Our quest for an “ideal” COVID vaccine heads to the nose.
Right from the outset of the pandemic, Associate Professor Ashley St John from Duke-NUS’ Emerging Infectious Diseases Programme set her focus on finding ways to make vaccines better, a need she knew from previous pandemic experiences that would continue to challenge scientists.
Today, she and her team, together with collaborators from both of Duke-NUS’ parent universities, published the results of a head-to-head comparison of a novel COVID-19 vaccine that is either injected into the arm or sprayed into the nose in eBioMedicine.
Mucosal marvels
Unlike the injections many of us have accepted into our arms, St John’s vaccine candidate can also be given as a spray to target the mucosal tissues lining our nasal passages.
An intranasal vaccine holds exciting implications for “greater cross-protective function” and an immune response that is “more long-lived and retains a longer memory”, remarks St John.
“The idea is that when we’re challenged with a pathogen or a vaccine, our immune system tries to not only record what kind of pathogen it is, and how that pathogen looks, it also tries to record where it sensed it.
“You don’t expect SARS-CoV-2 to be injected in your skin by a mosquito. So, we need a different type of immune response that comes through our nasal passages.”
Switching tacks for changing needs
Working with collaborators from Duke University and the National University of Singapore among others, St John’s team were able to scrutinise the difference in immune reaction between the two administration routes of their vaccine candidate. They also tested the candidate with and without the use of adjuvants—substances added to vaccines to enhance the body’s immune response.
As expected, they found that only giving the vaccine through the nose activated the immune system in the mucosal lining. This protection is defined by a type of antibody called Immunoglobulin A, or IgA. Compared with the common Immunoglobulin G, or IgG, which circulate in the blood and are quick to be activated and deactivated, IgA are abundant in mucosal membranes like those in the nose and throat, and wane more slowly. And being present at the site of entry for the virus means a much faster call to action.
The merits of preserving memory
But it was not just the front-line antibody response that proved to provide stronger protection. The team also observed that T cells seemed to be ‘imprinted’ by the environment where they encountered the virus first. When the vaccine was given through the nose, this triggered the generation of T cells with a systemic response to threats, that were perhaps better suited for identifying pathogens at multiple sites in the body.
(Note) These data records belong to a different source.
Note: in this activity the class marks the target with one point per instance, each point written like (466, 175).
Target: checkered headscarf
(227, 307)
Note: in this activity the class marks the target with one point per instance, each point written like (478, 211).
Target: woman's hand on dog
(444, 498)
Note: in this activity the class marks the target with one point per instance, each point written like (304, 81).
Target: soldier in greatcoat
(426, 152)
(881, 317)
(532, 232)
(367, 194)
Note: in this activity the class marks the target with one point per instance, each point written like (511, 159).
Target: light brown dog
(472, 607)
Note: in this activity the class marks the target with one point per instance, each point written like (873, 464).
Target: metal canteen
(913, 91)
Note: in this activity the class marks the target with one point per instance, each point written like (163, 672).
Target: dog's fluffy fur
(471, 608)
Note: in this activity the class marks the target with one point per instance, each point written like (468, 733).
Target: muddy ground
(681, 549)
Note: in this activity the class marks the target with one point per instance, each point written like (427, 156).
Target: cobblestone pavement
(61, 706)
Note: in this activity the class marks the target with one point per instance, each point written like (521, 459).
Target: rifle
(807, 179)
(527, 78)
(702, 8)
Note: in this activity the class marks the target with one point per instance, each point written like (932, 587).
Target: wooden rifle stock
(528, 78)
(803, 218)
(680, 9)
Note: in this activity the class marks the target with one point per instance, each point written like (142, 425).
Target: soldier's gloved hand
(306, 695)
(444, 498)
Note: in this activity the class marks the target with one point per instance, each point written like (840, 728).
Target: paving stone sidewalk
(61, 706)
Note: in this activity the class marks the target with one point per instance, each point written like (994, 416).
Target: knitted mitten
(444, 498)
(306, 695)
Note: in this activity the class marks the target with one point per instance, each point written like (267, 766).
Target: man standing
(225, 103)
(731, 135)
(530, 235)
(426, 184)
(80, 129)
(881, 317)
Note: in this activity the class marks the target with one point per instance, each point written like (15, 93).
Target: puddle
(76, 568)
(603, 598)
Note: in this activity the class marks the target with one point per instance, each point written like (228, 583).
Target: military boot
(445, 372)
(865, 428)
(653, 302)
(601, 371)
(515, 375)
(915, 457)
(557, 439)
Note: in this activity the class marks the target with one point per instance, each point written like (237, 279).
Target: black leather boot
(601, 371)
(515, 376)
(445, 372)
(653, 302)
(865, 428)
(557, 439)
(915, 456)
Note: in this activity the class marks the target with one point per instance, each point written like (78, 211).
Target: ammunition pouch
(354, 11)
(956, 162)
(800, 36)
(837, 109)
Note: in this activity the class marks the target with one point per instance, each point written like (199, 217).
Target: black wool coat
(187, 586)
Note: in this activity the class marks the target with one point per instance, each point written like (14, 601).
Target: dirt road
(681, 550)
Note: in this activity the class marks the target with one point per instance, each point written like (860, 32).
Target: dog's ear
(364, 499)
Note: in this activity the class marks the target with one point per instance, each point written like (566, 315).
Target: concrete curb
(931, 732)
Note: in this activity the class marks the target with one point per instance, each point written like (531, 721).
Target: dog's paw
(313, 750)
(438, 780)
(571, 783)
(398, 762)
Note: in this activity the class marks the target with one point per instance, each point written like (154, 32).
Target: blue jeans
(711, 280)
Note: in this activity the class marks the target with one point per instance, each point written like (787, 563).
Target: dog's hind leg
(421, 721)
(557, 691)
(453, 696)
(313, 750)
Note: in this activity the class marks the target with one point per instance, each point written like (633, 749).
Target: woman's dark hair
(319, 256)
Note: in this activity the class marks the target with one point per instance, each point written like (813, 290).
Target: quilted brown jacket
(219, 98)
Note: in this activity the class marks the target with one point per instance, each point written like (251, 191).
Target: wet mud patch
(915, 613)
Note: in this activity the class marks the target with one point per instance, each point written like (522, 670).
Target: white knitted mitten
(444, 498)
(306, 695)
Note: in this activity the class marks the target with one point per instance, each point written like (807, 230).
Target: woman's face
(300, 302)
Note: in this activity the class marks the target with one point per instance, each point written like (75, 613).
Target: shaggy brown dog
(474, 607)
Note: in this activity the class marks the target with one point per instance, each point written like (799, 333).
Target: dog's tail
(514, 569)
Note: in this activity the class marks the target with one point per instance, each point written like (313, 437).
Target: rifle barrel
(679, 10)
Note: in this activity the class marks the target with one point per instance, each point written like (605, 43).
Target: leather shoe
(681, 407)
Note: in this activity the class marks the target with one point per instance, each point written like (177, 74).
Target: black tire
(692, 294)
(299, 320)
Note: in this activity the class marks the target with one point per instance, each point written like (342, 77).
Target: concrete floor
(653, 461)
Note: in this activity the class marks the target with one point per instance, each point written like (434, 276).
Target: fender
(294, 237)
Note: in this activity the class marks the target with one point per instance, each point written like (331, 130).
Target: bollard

Given the length of the airways and the diversity of tissue type along the way, these T cells were programmed to not merely protect where they were originally located, but to move out, travel along the bloodstream, and disperse information to diverse tissues along the way.
The main function of these cells, the scientists observed, was not to directly fight the virus but to remember the virus and release daughter cells that could stay behind and fight when the same virus infiltrated the body again.
To top it off, these long-lived memory T cells were produced in far greater numbers when the vaccine was administered through the nose.
St John explains: “It’s almost as if by giving a mucosal challenge, it’s giving this instruction that the nasal passages and lungs are going to need surveillance.” This long-lasting vigilance, built on the memory of the pathogen, is crucial to keeping the body protected beyond the initial challenge.
Skewing away from specialisation: the case for cross-protection
There are also other advantages in using a mucosal challenge.
“The other thing we observed was this neutralising antibody response, which was more cross-protective, and that, I think, is also a very important point. It’s not just that we’re getting better IgA, we’re also getting better IgG,” she notes.
Usually, if the immune system encounters a specific challenge repeatedly, it learns to be very efficient and fast acting in responding to that particular target. However, the broad antibody response elicited by St John’s mucosal vaccine candidate didn’t just effectively neutralise the form of the virus administered, it was also able to take out viruses that looked similar.
“If you keep some antibodies that are not quite as good at neutralising the original virus, you might have the ability to neutralise more viruses,” she says. “And we were able to preserve many of the antibodies that are outcompeted in lymph nodes [when the vaccine is given by injection] by targeting the mucosal tissue.”
The exciting implication, of course, is that a broader cross-protective response potentially protects against a wider spectrum of SARS-CoV-2 variants—variants such as JN.1, which continue to infect millions of people worldwide. In addition, as the memory of the mucosal challenge fades more slowly, fewer booster vaccinations may potentially be required for the same levels of protection.
At this point, we may have moved away from the acute phase of the pandemic, but continually emerging new variants and changing needs, such as a demand for fewer boosters, longer-lived protection or simply a needle-free vaccine alternative, present a need for improving currently available COVID-19 vaccines—and promising developments in vaccine candidates, such as this one, can only chart the way forward.